Dianne Rausch, Ph.D.
Division of AIDS Research


The goal of this initiative is to encourage research on understanding altered neuronal networks and pathways in HIV-1 induced central nervous system (CNS) dysfunction in the context of viral suppression and antiretroviral therapy (ART), by utilizing novel research models and diagnostic tools to bridge the gap between pathogenesis research and observed clinical outcomes.


The majority of the basic NeuroAIDS research has focused on outcomes seen in the pre-antiretroviral therapy (ART) era. Such efforts focus on neuronal damage in the context of active viral replication and look at outcomes such as encephalitis and neuronal death. With the 90-90-90 goal and new World Health Organization (WHO) guidelines, a large percentage of individuals with HIV are on treatment and getting treated early. Thus, it is critical to examine neuronal impairment caused by HIV in the context of ART. Also, the clinical presentation of neuronal dysfunction among individuals with HIV has significantly evolved. The symptoms specific to HIV-1 induced CNS pathology are seldom seen in ART suppressed individuals who exhibit mild to moderate forms of cognitive dysfunction.
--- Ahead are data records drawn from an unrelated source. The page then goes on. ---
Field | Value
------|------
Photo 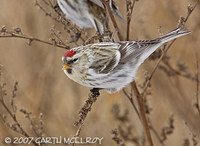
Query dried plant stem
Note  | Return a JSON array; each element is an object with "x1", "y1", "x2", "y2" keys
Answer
[
  {"x1": 126, "y1": 0, "x2": 136, "y2": 40},
  {"x1": 35, "y1": 0, "x2": 86, "y2": 42},
  {"x1": 131, "y1": 1, "x2": 200, "y2": 144},
  {"x1": 0, "y1": 29, "x2": 69, "y2": 49},
  {"x1": 122, "y1": 89, "x2": 140, "y2": 119},
  {"x1": 72, "y1": 90, "x2": 100, "y2": 146},
  {"x1": 184, "y1": 0, "x2": 200, "y2": 23},
  {"x1": 124, "y1": 0, "x2": 153, "y2": 144},
  {"x1": 101, "y1": 0, "x2": 124, "y2": 41},
  {"x1": 163, "y1": 60, "x2": 200, "y2": 82},
  {"x1": 142, "y1": 44, "x2": 168, "y2": 95},
  {"x1": 184, "y1": 121, "x2": 198, "y2": 145},
  {"x1": 123, "y1": 0, "x2": 153, "y2": 144},
  {"x1": 195, "y1": 54, "x2": 200, "y2": 116},
  {"x1": 142, "y1": 0, "x2": 199, "y2": 95},
  {"x1": 149, "y1": 125, "x2": 164, "y2": 146},
  {"x1": 0, "y1": 98, "x2": 38, "y2": 146},
  {"x1": 52, "y1": 31, "x2": 67, "y2": 46},
  {"x1": 131, "y1": 82, "x2": 153, "y2": 146}
]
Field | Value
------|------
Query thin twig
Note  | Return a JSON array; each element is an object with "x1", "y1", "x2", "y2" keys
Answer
[
  {"x1": 142, "y1": 0, "x2": 199, "y2": 95},
  {"x1": 135, "y1": 1, "x2": 199, "y2": 144},
  {"x1": 195, "y1": 53, "x2": 200, "y2": 116},
  {"x1": 50, "y1": 26, "x2": 67, "y2": 46},
  {"x1": 162, "y1": 61, "x2": 200, "y2": 82},
  {"x1": 101, "y1": 0, "x2": 124, "y2": 41},
  {"x1": 35, "y1": 0, "x2": 85, "y2": 42},
  {"x1": 0, "y1": 66, "x2": 38, "y2": 146},
  {"x1": 0, "y1": 91, "x2": 38, "y2": 146},
  {"x1": 184, "y1": 0, "x2": 199, "y2": 23},
  {"x1": 124, "y1": 0, "x2": 153, "y2": 144},
  {"x1": 131, "y1": 82, "x2": 153, "y2": 146},
  {"x1": 184, "y1": 121, "x2": 198, "y2": 146},
  {"x1": 122, "y1": 89, "x2": 140, "y2": 119},
  {"x1": 45, "y1": 0, "x2": 54, "y2": 8},
  {"x1": 142, "y1": 45, "x2": 168, "y2": 95},
  {"x1": 72, "y1": 90, "x2": 100, "y2": 146},
  {"x1": 149, "y1": 125, "x2": 164, "y2": 146},
  {"x1": 0, "y1": 28, "x2": 69, "y2": 49},
  {"x1": 126, "y1": 0, "x2": 136, "y2": 41}
]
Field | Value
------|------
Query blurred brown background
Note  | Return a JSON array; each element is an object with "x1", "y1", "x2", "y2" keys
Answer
[{"x1": 0, "y1": 0, "x2": 200, "y2": 146}]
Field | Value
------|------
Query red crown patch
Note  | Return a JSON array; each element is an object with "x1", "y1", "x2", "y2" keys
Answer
[{"x1": 63, "y1": 50, "x2": 76, "y2": 58}]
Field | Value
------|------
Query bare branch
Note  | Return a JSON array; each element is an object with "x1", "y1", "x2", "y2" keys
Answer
[
  {"x1": 126, "y1": 0, "x2": 136, "y2": 41},
  {"x1": 142, "y1": 0, "x2": 199, "y2": 95},
  {"x1": 195, "y1": 53, "x2": 200, "y2": 116},
  {"x1": 0, "y1": 26, "x2": 69, "y2": 49},
  {"x1": 101, "y1": 0, "x2": 124, "y2": 41},
  {"x1": 73, "y1": 89, "x2": 100, "y2": 141},
  {"x1": 0, "y1": 69, "x2": 39, "y2": 146},
  {"x1": 35, "y1": 0, "x2": 86, "y2": 42},
  {"x1": 131, "y1": 82, "x2": 153, "y2": 146},
  {"x1": 122, "y1": 89, "x2": 140, "y2": 119}
]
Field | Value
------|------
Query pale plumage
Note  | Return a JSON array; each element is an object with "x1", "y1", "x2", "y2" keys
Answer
[
  {"x1": 56, "y1": 0, "x2": 125, "y2": 34},
  {"x1": 62, "y1": 27, "x2": 191, "y2": 93}
]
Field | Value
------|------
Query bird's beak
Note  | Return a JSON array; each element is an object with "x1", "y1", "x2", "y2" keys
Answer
[{"x1": 62, "y1": 64, "x2": 71, "y2": 70}]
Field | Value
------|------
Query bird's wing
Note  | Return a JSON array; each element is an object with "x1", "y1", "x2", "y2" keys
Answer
[
  {"x1": 109, "y1": 0, "x2": 126, "y2": 23},
  {"x1": 118, "y1": 40, "x2": 161, "y2": 64},
  {"x1": 90, "y1": 0, "x2": 126, "y2": 23},
  {"x1": 87, "y1": 42, "x2": 121, "y2": 74},
  {"x1": 118, "y1": 27, "x2": 191, "y2": 64},
  {"x1": 88, "y1": 0, "x2": 107, "y2": 34},
  {"x1": 87, "y1": 40, "x2": 160, "y2": 74},
  {"x1": 89, "y1": 0, "x2": 104, "y2": 8}
]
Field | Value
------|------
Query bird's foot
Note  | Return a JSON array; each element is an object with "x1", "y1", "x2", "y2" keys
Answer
[{"x1": 90, "y1": 88, "x2": 102, "y2": 97}]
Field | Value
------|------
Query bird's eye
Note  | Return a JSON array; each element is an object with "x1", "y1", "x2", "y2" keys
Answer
[
  {"x1": 73, "y1": 58, "x2": 78, "y2": 62},
  {"x1": 68, "y1": 58, "x2": 78, "y2": 64}
]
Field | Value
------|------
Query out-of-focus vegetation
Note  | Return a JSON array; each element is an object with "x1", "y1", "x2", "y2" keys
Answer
[{"x1": 0, "y1": 0, "x2": 200, "y2": 145}]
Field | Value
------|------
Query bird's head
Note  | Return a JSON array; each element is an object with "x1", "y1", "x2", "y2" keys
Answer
[{"x1": 62, "y1": 49, "x2": 78, "y2": 70}]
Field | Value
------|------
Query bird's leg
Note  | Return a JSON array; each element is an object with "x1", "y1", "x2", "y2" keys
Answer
[{"x1": 90, "y1": 88, "x2": 102, "y2": 96}]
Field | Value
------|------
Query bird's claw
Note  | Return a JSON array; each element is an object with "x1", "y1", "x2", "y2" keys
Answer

Thus, there is a need to bridge the gap between disease etiology research and observed clinical outcomes. As such, it is important to consider moderating factors like the impact of ART, chronicity of infection, and aging. Newer models are needed that take advantage of advances in our understanding of neuronal networks, neural receptors and pathways. As well, there is a need to develop/adapt quantitative bio-medical diagnostic tools that can give us the true clinical picture of the nature and extent of neurocognitive impairment. Such tools would diminish reliance on neuropsychiatric batteries.
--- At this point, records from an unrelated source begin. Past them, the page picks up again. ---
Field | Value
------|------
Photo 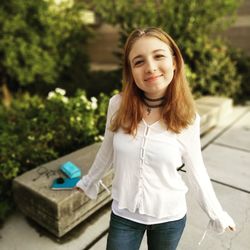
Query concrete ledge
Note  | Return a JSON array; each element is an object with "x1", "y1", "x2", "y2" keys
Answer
[
  {"x1": 13, "y1": 143, "x2": 113, "y2": 237},
  {"x1": 195, "y1": 96, "x2": 233, "y2": 134},
  {"x1": 12, "y1": 95, "x2": 233, "y2": 238}
]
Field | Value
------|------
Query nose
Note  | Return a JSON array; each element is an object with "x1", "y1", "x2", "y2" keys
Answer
[{"x1": 145, "y1": 59, "x2": 157, "y2": 73}]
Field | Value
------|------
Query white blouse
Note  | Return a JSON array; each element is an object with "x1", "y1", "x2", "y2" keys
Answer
[{"x1": 76, "y1": 94, "x2": 235, "y2": 234}]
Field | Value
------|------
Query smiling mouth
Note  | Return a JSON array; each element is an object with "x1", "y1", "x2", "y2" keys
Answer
[{"x1": 144, "y1": 74, "x2": 163, "y2": 82}]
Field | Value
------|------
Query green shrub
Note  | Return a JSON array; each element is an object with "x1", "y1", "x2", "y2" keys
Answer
[
  {"x1": 185, "y1": 37, "x2": 241, "y2": 98},
  {"x1": 228, "y1": 48, "x2": 250, "y2": 104},
  {"x1": 0, "y1": 88, "x2": 111, "y2": 222},
  {"x1": 0, "y1": 0, "x2": 91, "y2": 102}
]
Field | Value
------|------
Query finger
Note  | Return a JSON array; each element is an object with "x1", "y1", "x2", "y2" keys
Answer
[{"x1": 74, "y1": 187, "x2": 83, "y2": 192}]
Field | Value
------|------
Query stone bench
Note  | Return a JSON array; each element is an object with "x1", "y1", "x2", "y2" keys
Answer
[
  {"x1": 13, "y1": 96, "x2": 232, "y2": 237},
  {"x1": 13, "y1": 143, "x2": 113, "y2": 237},
  {"x1": 196, "y1": 96, "x2": 233, "y2": 134}
]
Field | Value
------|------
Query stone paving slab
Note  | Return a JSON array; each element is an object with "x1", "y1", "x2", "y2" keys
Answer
[
  {"x1": 202, "y1": 144, "x2": 250, "y2": 192},
  {"x1": 214, "y1": 111, "x2": 250, "y2": 152}
]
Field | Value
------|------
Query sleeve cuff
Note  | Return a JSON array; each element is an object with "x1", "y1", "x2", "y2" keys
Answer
[
  {"x1": 76, "y1": 175, "x2": 99, "y2": 200},
  {"x1": 208, "y1": 211, "x2": 235, "y2": 234}
]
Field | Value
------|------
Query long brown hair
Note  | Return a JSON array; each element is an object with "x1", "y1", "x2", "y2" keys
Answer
[{"x1": 110, "y1": 27, "x2": 196, "y2": 134}]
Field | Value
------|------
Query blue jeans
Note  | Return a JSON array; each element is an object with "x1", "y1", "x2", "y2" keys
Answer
[{"x1": 106, "y1": 212, "x2": 186, "y2": 250}]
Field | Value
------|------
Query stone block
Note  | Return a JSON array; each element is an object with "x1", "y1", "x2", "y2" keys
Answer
[
  {"x1": 195, "y1": 96, "x2": 233, "y2": 134},
  {"x1": 13, "y1": 143, "x2": 113, "y2": 237}
]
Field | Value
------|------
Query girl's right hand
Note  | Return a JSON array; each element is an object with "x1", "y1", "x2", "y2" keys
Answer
[{"x1": 73, "y1": 186, "x2": 84, "y2": 192}]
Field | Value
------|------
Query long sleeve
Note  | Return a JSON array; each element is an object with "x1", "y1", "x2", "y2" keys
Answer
[
  {"x1": 177, "y1": 113, "x2": 235, "y2": 233},
  {"x1": 76, "y1": 94, "x2": 121, "y2": 199}
]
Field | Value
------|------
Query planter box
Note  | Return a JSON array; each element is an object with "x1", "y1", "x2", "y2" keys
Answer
[
  {"x1": 13, "y1": 143, "x2": 113, "y2": 237},
  {"x1": 196, "y1": 96, "x2": 233, "y2": 134}
]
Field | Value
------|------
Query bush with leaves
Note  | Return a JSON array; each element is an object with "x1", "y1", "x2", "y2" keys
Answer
[
  {"x1": 0, "y1": 0, "x2": 91, "y2": 103},
  {"x1": 0, "y1": 88, "x2": 111, "y2": 222},
  {"x1": 228, "y1": 48, "x2": 250, "y2": 103},
  {"x1": 186, "y1": 37, "x2": 241, "y2": 98},
  {"x1": 89, "y1": 0, "x2": 242, "y2": 100}
]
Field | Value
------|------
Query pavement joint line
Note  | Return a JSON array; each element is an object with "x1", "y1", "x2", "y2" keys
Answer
[
  {"x1": 210, "y1": 179, "x2": 250, "y2": 194},
  {"x1": 212, "y1": 142, "x2": 250, "y2": 153},
  {"x1": 201, "y1": 108, "x2": 249, "y2": 151},
  {"x1": 83, "y1": 228, "x2": 109, "y2": 250}
]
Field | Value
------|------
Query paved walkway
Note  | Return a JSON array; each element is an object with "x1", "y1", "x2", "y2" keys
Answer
[{"x1": 1, "y1": 106, "x2": 250, "y2": 250}]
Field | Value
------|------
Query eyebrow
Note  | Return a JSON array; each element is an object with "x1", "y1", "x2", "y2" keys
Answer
[{"x1": 131, "y1": 49, "x2": 167, "y2": 63}]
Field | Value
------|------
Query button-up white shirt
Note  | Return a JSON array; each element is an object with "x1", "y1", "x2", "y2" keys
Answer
[{"x1": 76, "y1": 94, "x2": 235, "y2": 233}]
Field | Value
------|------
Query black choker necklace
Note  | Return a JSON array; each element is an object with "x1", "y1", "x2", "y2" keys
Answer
[{"x1": 142, "y1": 95, "x2": 165, "y2": 115}]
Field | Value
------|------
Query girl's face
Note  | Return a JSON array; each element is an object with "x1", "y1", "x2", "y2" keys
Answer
[{"x1": 129, "y1": 36, "x2": 176, "y2": 98}]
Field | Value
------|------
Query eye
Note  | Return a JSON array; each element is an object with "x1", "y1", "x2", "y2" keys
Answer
[
  {"x1": 155, "y1": 54, "x2": 165, "y2": 59},
  {"x1": 133, "y1": 60, "x2": 144, "y2": 66}
]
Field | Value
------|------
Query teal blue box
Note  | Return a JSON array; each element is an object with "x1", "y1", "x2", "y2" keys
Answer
[
  {"x1": 51, "y1": 177, "x2": 80, "y2": 190},
  {"x1": 60, "y1": 161, "x2": 81, "y2": 179}
]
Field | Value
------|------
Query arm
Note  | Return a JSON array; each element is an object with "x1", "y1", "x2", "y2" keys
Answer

A focused funding opportunity announcement (FOA) would help foster change by encouraging researchers to decipher the causal role played by altered neuronal networks, neural receptors and pathways in the mild to moderate HIV-1 induced CNS dysfunction that is observed in clinical studies.

This initiative encourages research in the following areas:

  • Basic research on neuronal dysfunction using novel in vitro and in vivo neuro-electrophysiological techniques pursuing outcomes related to mild to moderate HIV-1 induced CNS dysfunction;
  • In vitro and in vivo models to investigate the abnormalities in neuronal receptors, neural activity and neural networks that represent current clinical outcomes specific to the context of ART;
  • Clinical studies to adapt existing diagnostic neuroimaging- and electrophysiology-based methods to measure and monitor activity of neuron ensembles and pathways;
  • Novel technologies like virtual reality, 3D organoids, magnetoencephalography (MEG), neural probes, ultrasonic neuro-modulation and photonics to decipher underlying pathophysiology of mild to moderate forms of HIV-1 induced CNS dysfunction.